Best practices for starting and stopping nodes in a Pega cluster
The best practice for maintaining high availability in a cluster is to dedicate a couple of nodes in the cluster to offline processing, such as for BIX and search indexing, and not have those nodes participate in end-user session load-balancing. This method minimizes the impact of agent processing on production performance for end-user sessions. These nodes can serve as the Elasticsearch host nodes, and should be isolated from restarts of the other production nodes. This configuration provides a stable environment because, for example, the Node IDs for the Elasticsearch host nodes do not change very often, if at all.
If your environment is not set up in this way, follow the best practice procedures described in the rest of this article to obtain the best high availability possible.
Full system restart
Nodes should be shut down in the following order:
- Non-search nodes
- Secondary search nodes
- Primary search node
Shutting down the search nodes last minimizes the amount of time that search is unavailable.
Nodes should be started in the following order:
- Primary search node
- Secondary search nodes, after the primary node has started
- Remaining nodes
Starting nodes in the this order also ensures that search remains accessible to all nodes during the cluster startup. This order also ensures that all nodes started after the search node immediately discover the search node or nodes during its initialization process.
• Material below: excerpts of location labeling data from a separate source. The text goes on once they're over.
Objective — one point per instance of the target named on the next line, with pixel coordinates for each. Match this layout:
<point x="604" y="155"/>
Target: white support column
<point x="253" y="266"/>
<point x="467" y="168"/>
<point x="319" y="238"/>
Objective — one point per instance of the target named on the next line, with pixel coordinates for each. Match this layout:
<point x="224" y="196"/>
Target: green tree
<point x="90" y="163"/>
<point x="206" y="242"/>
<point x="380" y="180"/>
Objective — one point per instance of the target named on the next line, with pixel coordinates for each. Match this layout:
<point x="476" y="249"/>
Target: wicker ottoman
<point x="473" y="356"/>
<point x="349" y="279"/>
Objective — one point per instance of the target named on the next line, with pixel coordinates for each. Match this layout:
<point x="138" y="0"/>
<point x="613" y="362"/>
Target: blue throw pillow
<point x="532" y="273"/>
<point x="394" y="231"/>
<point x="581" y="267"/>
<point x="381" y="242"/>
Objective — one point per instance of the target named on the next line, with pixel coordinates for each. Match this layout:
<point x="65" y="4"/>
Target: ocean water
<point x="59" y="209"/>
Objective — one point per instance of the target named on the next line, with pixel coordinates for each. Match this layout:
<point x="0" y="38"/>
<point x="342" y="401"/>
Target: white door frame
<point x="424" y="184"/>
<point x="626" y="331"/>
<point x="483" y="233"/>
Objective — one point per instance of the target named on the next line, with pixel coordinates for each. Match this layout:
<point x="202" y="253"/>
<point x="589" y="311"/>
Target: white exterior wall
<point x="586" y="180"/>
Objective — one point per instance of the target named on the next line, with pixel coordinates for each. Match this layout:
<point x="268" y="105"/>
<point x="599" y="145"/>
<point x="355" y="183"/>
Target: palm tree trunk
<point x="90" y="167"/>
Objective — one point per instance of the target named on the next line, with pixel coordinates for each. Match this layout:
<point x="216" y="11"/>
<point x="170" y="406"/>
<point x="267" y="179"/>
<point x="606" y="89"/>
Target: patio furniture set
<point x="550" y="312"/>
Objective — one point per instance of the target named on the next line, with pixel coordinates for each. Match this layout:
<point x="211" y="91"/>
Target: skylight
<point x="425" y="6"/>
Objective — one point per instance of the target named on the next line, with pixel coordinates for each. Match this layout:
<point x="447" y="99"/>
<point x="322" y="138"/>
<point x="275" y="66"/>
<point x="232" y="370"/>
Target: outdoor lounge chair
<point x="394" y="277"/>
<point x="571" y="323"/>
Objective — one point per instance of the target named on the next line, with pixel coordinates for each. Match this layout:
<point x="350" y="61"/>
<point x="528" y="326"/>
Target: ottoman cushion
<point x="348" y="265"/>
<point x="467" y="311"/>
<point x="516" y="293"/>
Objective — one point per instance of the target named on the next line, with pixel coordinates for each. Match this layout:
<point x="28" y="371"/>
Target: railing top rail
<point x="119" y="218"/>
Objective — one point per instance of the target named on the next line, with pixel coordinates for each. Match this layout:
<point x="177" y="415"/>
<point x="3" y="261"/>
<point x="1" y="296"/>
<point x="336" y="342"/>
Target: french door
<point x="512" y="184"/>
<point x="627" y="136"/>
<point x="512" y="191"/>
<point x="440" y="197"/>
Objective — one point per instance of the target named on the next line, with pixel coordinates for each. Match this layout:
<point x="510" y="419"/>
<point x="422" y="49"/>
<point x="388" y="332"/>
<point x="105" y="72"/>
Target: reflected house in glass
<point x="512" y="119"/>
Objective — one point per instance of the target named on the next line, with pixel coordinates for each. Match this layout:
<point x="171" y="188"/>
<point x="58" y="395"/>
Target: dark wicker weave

If nodes are started before the search node is available, the startup of these nodes is delayed because the ping request to the search node will have to time out, which delays initialization.
Single node restart
A single node can be restarted unless it is the only search node. In this case, the search node must be stopped first, and then all other nodes stopped. Start the search node first, and then start the rest of the nodes.
For high availability, configure more than one node to be a search node. This configuration will eliminate the need for a full restart if a search node must be restarted, as long as all configured search nodes are not quiesced at the same time.